Verapamil is the only member with significant anti-arrhythmic actions.
Diuretics The two main groups, loop and thiazide diuretics, act on renal tubules to inhibit
reabsorbtion of sodium back into the circulation after initial excretion via the glomerulus. Water
follows the sodium, and produces the diuretic effect. Used in heart failure. Patients may be taking
diuretics at admission for previous heart failure or as part of the treatment of hypertension
Fondaparinux A pentasaccharide composed increasingly used as an anticoagulant in
acute coronary syndromes. By binding to thrombin, fondaparinux inhibits factor Xa. Fondaparinux is
given subcutaneously daily. There is no need for haematological monitoring
Heparin An anticoagulant drug used either subcutaneously or intravenously. Anticoagulants
interfere with the clotting cascade (series of complex biochemical reactions which result in the
formation of fibrin, the primary ingredient of a clot). Heparin is used as an adjunctive drug with
tenecteplase and reteplase in the treatment of ST elevation infarction . [See re-infarction] Heparinn is
also used routinely in the management of non ST elevtion infarction
Dosing with heparin is not easy, and requires very careful adjustment of dose using a heparin
infusion and a pump. Dosing is adjusted according to the APTT (activated partial thromboplastin
time). It is difficult to maintain a stable APTT within the recommended range. It is possible that
heparin will eventually be superseded by low molecular weight heparins or fondaparinux.

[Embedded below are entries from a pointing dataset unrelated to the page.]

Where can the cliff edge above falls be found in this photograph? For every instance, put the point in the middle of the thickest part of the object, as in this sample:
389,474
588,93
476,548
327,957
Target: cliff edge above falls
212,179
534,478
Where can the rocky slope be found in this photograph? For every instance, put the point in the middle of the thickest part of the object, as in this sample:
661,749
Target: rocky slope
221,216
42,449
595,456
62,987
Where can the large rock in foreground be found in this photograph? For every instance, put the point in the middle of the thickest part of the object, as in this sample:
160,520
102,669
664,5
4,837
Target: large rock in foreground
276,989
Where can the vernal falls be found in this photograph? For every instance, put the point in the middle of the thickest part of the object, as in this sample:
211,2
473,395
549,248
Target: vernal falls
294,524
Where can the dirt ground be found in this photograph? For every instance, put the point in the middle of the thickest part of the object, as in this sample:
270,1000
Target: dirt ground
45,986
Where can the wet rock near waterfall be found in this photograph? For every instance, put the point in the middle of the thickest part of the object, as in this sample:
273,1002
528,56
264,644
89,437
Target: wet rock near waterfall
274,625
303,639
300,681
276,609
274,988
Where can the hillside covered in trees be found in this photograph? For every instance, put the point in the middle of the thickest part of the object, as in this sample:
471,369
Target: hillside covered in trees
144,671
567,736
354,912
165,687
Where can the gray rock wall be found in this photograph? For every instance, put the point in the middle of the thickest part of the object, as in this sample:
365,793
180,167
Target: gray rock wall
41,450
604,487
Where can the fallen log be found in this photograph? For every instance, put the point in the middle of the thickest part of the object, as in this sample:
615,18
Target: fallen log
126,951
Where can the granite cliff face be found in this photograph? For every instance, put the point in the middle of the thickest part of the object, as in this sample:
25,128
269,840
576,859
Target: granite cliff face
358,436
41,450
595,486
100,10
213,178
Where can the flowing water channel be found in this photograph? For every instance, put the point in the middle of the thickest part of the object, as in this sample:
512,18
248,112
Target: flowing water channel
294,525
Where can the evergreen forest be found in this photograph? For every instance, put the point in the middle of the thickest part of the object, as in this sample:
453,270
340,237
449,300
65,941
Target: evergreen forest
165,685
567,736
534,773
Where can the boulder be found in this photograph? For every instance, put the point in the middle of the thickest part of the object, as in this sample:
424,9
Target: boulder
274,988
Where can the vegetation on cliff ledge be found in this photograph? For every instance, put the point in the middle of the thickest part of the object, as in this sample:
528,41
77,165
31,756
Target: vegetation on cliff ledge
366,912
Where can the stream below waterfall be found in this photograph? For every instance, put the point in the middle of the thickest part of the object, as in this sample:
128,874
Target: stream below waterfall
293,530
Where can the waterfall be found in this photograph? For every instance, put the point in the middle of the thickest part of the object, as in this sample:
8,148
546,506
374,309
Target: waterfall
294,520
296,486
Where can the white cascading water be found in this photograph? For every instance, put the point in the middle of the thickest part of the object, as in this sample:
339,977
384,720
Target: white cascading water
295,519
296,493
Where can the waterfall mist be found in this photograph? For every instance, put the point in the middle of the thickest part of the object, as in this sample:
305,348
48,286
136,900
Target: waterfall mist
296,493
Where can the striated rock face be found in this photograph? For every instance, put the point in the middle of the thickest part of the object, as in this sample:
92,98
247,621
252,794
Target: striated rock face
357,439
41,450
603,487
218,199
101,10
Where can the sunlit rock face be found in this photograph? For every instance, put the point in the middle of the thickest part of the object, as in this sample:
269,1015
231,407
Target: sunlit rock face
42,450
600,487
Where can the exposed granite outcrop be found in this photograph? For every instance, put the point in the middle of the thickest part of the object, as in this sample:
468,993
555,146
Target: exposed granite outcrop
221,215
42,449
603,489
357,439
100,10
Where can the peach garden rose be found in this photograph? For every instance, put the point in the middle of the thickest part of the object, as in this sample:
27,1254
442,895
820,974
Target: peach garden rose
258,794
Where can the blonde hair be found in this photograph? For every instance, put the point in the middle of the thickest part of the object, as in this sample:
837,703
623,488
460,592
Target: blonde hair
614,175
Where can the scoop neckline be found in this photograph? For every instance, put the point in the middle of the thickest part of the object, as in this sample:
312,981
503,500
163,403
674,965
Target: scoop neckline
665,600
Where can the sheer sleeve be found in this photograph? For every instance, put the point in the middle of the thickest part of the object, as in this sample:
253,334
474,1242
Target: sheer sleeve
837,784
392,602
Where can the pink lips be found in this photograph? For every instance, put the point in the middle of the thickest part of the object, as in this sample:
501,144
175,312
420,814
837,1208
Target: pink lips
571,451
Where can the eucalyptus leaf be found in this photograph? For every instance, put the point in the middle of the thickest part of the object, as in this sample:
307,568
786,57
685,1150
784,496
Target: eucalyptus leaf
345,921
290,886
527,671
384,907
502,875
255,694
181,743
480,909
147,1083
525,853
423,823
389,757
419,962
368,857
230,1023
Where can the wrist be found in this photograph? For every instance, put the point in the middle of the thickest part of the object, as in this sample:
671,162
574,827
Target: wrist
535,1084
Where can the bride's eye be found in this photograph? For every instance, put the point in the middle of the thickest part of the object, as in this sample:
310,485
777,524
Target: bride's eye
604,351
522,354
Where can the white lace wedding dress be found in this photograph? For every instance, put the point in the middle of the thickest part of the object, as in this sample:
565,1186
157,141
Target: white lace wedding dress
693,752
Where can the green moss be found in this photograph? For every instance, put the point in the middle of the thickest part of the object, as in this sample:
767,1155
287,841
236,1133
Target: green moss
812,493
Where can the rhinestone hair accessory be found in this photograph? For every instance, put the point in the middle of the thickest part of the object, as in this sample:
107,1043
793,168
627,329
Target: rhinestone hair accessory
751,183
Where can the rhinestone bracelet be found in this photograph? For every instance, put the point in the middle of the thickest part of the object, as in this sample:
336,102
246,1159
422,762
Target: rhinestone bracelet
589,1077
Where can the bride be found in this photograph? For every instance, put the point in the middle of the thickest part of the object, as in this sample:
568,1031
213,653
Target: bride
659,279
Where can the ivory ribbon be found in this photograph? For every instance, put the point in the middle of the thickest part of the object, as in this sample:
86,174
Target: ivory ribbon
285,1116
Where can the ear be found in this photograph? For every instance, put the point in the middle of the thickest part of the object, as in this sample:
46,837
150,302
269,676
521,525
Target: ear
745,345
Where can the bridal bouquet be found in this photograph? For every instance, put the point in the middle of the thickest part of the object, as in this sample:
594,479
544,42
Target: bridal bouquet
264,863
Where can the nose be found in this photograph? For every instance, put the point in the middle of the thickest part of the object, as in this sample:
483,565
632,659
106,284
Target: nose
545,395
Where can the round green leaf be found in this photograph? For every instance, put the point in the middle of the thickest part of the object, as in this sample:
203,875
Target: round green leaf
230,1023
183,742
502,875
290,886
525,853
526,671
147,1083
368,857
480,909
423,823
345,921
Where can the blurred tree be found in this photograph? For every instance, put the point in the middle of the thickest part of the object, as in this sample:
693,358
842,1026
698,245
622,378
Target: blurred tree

Low molecular weight heparin LMWH a more recent development which specifically blocks factor
Xa (10a) in the clotting cascade. Has the huge advantage of not requiring major dose adjustments
after initial adjustment for body weight. Blood monitoring is not required in normal circumstances
Can be used IV for immediate effect or subcutaneously. Evidence suggests that it is more effective
in ACS, and is likely, when licensing issues are resolved to become the drug of choice with lytic
agents. It is easier to use, and longer acting, which may be of crucial importance when used out of
hospital.
Nitrates A group of orally active (well absorbed from the mucosa of the mouth as well as
intestinally) short acting organic nitrate compounds which are powerful vasodilators. Used for the
rapid control of angina. They can be used intravenously.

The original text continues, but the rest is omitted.